Однажды у нас случился забавный семейный эксперимент. Поскольку у нас с женой фамилии разные, то со стороны характер наших отношений был не очевиден. В 1994 году Журнал Московской Патриархии напечатал рядом две наши статьи. Статью моей супруги про русский как язык богослужения — «за» и «против». И мою, в которой были опубликованы документы Собора 1917 года о языке богослужения. Вскоре незнакомые люди стали нам звонить на домашний телефон, поскольку никаких мобильников еще не было. Одни приветствовали меня как великого реформатора, а другие благодарили мою супругу за то, что она «одернула наконец этого Кравецкого».

— Обязан ли всякий человек, ходящий в церковь, хотя бы немножко знать церковнославянский? 

— Меня только смущает слово «обязан». Все зависит от того, зачем он туда ходит. Безусловно, текст, который мы слышим за богослужением, — огромная ценность и красота.

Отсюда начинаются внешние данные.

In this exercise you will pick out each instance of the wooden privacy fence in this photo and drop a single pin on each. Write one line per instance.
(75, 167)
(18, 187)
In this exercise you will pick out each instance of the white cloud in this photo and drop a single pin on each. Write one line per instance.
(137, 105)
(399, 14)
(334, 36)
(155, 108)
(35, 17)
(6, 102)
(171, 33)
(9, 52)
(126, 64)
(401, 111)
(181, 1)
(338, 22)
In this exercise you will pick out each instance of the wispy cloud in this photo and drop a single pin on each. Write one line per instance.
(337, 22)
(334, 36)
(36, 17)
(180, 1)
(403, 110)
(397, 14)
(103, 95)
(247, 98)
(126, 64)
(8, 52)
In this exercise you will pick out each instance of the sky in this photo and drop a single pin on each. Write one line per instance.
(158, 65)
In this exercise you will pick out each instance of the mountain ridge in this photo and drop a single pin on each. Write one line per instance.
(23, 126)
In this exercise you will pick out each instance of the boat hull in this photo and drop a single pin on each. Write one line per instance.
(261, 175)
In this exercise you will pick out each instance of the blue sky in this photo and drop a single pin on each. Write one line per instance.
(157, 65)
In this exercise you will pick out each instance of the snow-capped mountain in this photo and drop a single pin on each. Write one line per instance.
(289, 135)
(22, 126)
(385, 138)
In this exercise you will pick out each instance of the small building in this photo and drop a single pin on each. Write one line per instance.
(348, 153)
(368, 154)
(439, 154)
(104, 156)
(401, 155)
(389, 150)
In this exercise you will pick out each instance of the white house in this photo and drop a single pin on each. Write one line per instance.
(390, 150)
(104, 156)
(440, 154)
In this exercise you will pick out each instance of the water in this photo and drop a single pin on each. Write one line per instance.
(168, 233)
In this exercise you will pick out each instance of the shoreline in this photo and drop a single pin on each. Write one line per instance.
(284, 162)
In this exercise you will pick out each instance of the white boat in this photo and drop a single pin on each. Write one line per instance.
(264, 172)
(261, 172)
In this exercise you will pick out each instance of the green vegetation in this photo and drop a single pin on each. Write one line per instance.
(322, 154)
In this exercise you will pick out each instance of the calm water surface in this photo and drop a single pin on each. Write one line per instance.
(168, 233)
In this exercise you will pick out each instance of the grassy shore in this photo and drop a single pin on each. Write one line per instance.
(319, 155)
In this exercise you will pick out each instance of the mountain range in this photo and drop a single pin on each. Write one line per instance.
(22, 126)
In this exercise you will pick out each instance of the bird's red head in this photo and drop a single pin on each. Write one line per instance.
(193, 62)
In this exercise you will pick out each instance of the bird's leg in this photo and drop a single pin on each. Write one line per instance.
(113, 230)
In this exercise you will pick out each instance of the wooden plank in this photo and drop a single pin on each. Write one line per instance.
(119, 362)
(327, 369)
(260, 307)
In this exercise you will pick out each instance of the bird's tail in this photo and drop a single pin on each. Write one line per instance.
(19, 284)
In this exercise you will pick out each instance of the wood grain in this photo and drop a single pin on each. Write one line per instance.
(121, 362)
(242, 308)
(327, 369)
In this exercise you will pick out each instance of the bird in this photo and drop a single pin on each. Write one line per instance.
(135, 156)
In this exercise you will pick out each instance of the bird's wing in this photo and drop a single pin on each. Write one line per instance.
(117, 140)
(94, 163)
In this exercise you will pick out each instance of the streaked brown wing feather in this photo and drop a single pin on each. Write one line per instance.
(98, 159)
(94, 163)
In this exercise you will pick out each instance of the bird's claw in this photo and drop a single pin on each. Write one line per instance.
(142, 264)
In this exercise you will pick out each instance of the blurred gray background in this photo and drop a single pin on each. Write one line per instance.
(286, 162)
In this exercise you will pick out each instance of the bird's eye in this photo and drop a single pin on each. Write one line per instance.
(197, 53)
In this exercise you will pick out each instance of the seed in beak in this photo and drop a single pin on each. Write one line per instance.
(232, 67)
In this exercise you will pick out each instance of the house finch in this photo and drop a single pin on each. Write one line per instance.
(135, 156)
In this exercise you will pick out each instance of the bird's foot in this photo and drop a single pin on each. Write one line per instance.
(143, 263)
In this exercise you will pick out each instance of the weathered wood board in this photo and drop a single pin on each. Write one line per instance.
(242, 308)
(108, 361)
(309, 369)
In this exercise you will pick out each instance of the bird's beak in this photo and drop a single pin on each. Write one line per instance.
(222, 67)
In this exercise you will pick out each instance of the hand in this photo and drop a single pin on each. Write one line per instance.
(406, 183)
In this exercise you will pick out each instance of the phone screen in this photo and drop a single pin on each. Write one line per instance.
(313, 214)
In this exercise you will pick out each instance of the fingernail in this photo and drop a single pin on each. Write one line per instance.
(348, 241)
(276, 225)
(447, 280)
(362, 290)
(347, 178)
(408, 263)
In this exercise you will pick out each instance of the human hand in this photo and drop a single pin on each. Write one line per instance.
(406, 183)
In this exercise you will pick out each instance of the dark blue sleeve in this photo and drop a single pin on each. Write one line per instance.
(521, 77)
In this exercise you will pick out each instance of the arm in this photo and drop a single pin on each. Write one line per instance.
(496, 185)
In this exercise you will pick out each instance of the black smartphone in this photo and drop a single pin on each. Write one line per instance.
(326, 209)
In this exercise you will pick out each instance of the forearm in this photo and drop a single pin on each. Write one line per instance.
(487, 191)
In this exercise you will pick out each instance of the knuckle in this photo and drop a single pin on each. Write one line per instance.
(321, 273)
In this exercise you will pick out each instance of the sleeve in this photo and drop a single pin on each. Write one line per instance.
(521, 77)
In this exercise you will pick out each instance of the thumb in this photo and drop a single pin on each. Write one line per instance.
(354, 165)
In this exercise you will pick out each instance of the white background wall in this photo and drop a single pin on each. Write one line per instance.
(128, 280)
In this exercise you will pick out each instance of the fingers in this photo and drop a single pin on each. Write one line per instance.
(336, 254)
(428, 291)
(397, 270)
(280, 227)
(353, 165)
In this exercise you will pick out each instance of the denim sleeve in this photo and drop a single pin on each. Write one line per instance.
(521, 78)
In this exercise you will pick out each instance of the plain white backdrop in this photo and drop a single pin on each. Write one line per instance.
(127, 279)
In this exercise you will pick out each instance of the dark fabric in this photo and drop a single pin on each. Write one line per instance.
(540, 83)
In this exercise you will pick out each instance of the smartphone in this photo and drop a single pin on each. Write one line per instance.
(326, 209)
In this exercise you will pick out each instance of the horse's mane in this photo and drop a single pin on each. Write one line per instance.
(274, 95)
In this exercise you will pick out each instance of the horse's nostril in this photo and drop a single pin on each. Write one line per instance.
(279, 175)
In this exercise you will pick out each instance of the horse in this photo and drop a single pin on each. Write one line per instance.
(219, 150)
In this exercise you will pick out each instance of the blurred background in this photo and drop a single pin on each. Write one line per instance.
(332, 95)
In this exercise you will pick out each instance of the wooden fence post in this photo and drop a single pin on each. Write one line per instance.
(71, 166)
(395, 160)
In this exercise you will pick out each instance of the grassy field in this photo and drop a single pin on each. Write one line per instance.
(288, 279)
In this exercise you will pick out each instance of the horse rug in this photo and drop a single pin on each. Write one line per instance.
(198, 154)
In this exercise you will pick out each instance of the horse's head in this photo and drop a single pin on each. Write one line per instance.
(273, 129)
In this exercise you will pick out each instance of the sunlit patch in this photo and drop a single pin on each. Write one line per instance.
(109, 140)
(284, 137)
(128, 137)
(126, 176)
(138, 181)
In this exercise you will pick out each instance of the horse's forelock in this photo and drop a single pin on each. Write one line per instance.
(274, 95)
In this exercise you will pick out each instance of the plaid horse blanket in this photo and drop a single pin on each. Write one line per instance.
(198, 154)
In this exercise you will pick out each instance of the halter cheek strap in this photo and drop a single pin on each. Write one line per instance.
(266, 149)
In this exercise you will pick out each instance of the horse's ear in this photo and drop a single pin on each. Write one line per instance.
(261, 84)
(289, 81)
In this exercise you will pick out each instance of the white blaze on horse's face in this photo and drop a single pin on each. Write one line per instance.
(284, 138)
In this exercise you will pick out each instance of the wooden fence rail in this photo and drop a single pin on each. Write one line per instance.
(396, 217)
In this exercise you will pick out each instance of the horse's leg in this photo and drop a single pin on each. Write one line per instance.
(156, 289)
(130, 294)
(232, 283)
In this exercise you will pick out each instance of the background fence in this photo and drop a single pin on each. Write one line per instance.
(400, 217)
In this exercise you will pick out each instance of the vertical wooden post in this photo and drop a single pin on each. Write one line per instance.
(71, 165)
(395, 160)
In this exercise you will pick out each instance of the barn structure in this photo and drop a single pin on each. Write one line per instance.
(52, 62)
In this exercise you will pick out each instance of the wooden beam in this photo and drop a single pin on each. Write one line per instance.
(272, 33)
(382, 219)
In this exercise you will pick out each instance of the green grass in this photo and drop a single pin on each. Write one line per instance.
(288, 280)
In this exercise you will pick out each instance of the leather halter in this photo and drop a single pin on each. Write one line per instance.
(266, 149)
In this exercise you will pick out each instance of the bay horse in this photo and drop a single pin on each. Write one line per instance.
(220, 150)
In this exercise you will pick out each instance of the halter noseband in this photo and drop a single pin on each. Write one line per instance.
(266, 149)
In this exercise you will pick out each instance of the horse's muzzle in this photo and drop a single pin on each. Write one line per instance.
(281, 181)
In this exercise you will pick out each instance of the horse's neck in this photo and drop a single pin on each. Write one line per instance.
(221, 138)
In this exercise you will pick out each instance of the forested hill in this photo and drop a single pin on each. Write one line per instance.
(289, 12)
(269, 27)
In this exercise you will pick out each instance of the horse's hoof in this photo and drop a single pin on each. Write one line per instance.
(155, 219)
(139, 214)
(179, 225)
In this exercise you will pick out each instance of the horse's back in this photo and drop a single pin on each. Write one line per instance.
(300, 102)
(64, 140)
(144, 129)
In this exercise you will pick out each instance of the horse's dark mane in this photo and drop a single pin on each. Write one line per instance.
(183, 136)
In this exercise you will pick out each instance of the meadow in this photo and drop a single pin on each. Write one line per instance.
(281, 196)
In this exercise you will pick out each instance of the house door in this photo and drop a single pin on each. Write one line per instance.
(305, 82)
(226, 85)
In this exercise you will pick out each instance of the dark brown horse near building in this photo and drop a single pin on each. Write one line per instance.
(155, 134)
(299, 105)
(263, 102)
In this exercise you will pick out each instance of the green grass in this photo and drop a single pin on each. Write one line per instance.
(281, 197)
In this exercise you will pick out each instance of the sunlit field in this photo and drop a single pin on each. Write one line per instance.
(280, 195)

Очень здорово и радостно это осознавать. Но человека, который приходит ко Христу и которому текст не важен, я понимаю тоже, хотя сам таковым не являюсь.

— Стоишь на службе и не понимаешь ни слова — это же плохо? 

— Такова сегодняшняя реальность. Степень нашего непонимания богослужебных текстов огромна. Мы сейчас делаем большой словарь церковнославянского, когда для каждого слова на экран компьютера выводятся контексты, в которых оно употребляется, и на основании этого материала пишется словарная статья. И выясняется, что очень многого я и сам не понимаю, хотя занимаюсь этим языком 30 лет, обложен словарями, греческими параллелями, и у меня есть возможность переписываться с коллегами. А обычный прихожанин если что-то и поймет в тексте литургии, который все-таки на слуху, то с канонами ему будет действительно сложно.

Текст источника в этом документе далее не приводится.